- Tacuba Location in El Salvador
- Coordinates: 13°54′N 89°56′W﻿ / ﻿13.900°N 89.933°W
- Country: El Salvador
- Department: Ahuachapán
- Municipality: Ahuachapán Centro
- Elevation: 2,293 ft (699 m)

Population (2024)
- • District: 31,208
- • Estimate (2026): 32,253
- • Rank: 46th in El Salvador
- • Urban: 17,848
- • Rural: 13,360

= Tacuba =

Tacuba is a district in the Ahuachapán Department of El Salvador.

==Church Of Tacuba==

It is located in Villa of Tacuba. It is head of the municipality of the same name in the department of Ahuachapán, at about 14 kilometers of the city of Ahuachapán and at 700 meters over the sea level. It was built in the 16th century or at the beginning of the 17th century by the officer Juan Clemente and his son Juan.

Its facade is of wooden type and it has a Baroque style with a front of three bodies. The interior is decorated with four Solomon columns and two arched niches in the half body. The niches house images of entablature; it also possesses an opening for the illumination of the interior. The superior body is decorated with Solomon columns, where it can be appreciated, since it was partially destroyed by the earthquake of 1773. It happened in Guatemala, and created destruction in the city of Antigua, Guatemala.
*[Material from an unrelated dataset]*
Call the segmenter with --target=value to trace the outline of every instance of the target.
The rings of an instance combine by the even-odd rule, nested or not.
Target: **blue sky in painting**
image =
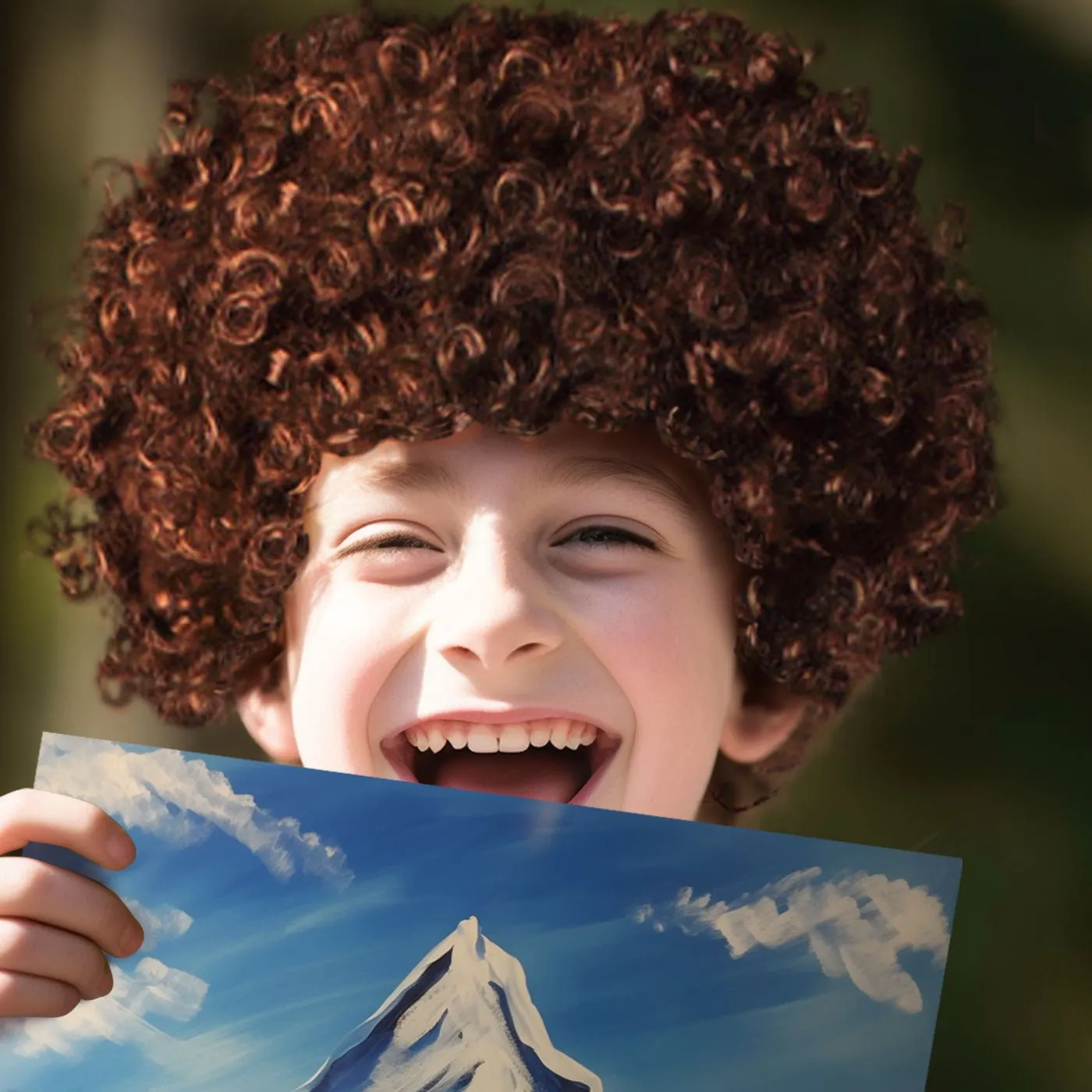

Of the church itself, only the facade of a lateral wall and a section of the outer wall remain. There are also two embedded chapels. This description is previous to the damage produced by the earthquake of June 19, 1982. A beautiful baptism puddle of sculpted stone is still conserved. In the data of “Statistical Population and their resources” of 1858, there is a comment: “there is a beautiful ruined temple of calicanto and regular convent of pope”. There is a document of 1769, in which the ordinary mayor, Don Mateo Ramirez, describes the construction of the church. He mentions that Tacuba was founded by the pipiles and was called Tacupán, a Nahuatl word meaning “patio" or "ball game field”.